There comes a phase in almost any large-scale, controversial project on public or private land when the questions arise and the lawsuits begin. The proposed Uinta Basin Railway (UBR) is no different.
Everything about the venture is large-scale, from its nationwide scope to potential global impacts. Although the UBR, at 88 miles, is considered a “short line,” it would create a new link in the oil supply chain connecting the vast, fracked-oil fields in northeast Utah’s Uinta Basin to the national rail network, passing through Glenwood Canyon on its way to the refineries on the Gulf Coast. The UBR, approved by the Federal Surface Transportation Board (FSTB) in late 2021, would provide enough transportation capacity to increase oil production in the Uinta Basin from between 80,000 and 90,000 barrels per day (B/D) currently to 350,000 B/D — essentially quadrupling output.
The increase in CO2 from expanding Uinta Basin production would come at a time when scientists around the world are sounding an alarm. In 2022, the Intergovernmental Panel on Climate Change stated that global greenhouse gas emissions must peak by 2025, drop by half by 2030 with net-zero CO2 emissions by 2050 to avoid catastrophic and possibly irreversible climate changes.
Combined CO2 emissions from the estimated fracked-oil operations in the Uinta Basin as result of the UBR and end-product combustion range from about 20 to 55 megatons per year, which, at the high end, is equal to about 1% of the U.S. or 17.5% of the United Kingdom CO2 output in 2020.
The type of oil found in the Uinta Basin is tricky to transport and difficult to refine. Called “waxy crude” because of its high paraffin content, it solidifies at about 100 degrees Fahrenheit. The Utah Department of Environmental Quality states that it must be “heated in the field and transported in insulated trucks.”
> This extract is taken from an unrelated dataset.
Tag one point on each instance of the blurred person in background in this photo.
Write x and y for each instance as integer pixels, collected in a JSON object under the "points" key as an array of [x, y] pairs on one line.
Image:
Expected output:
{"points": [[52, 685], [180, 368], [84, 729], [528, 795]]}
As explained by Adam Sayres, president of Axia Energy II, which operates in the Uinta Basin, Uinta crude is like Chapstick. He gave a detailed presentation to the Board of Trustees of Utah’s School & Institutional Trust Lands Administration (SITLA) in May 2018, stating that the crude is liquid underground at about 225 degrees, but once it hits the surface, it has to be kept in heated tanks at 180 degrees. Then, it’s loaded onto insulated trucks that head for Salt Lake City refineries, about 150 miles away.
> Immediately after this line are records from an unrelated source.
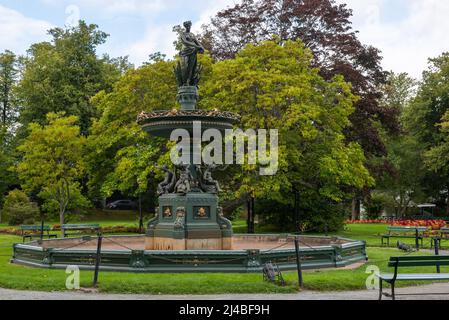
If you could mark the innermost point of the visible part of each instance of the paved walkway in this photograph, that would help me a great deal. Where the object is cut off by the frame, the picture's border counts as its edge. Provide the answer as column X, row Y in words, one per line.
column 308, row 295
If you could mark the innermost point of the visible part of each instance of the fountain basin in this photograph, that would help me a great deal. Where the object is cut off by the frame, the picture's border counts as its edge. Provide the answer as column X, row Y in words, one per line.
column 251, row 252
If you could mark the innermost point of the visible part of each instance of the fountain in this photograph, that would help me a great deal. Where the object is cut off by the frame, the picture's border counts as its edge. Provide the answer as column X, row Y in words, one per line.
column 188, row 216
column 189, row 232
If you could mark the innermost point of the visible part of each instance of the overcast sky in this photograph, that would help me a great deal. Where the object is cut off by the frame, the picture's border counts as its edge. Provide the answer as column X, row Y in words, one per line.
column 407, row 31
According to Matt Sands, host of the Mineral Rights Podcast, in 2019, those refineries had a total production capacity for 189,000 B/D but only about 88,000 B/D for Uinta Basin waxy crude. Salt Lake City was declared a nonattainment area by the Environmental Protection Agency for air-quality standards twice in one decade — in 2009 for fine particulate matter and in 2015 for ozone — which proved problematic for those wanting to increase Uinta Basin waxy-crude production. “Production has had to mirror the refining capacity,” Sayres told the SITLA board.
Bryce Bird, director of the Utah Division of Air Quality, told Aspen Journalism that ozone levels have not improved and emissions from all refining operations are capped due to air-quality concerns. “Without getting permit changes or offsetting emissions, the refineries cannot increase production,” he said.
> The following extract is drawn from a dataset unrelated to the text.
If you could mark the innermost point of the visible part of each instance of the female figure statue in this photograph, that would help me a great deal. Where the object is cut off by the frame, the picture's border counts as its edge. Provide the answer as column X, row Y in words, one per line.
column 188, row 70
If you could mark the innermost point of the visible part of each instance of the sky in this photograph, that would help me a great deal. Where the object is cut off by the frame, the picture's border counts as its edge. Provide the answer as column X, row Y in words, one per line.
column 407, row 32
Wendy Park, an attorney for the Center for Biological Diversity, a conservation group opposed to the UBR, said Uinta Basin oil producers are locked into the Salt Lake City refinery market, which gives the refineries a distinct advantage. “The Salt Lake City refineries can ask for a discount because there isn’t much competition for this waxy crude oil, [since companies] can’t get it to other customers,” she said. “The increase in markets for Uinta Basin crude would allow oil producers to charge higher prices, which would spur increased drilling.”
The only way to increase production in the Uinta Basin is to refine the waxy crude somewhere else. Proponents of the UBR say the best way to do that is to link the Uinta Basin by rail to the national rail network, near Price, Utah, and take that crude to Gulf Coast refineries that can handle it.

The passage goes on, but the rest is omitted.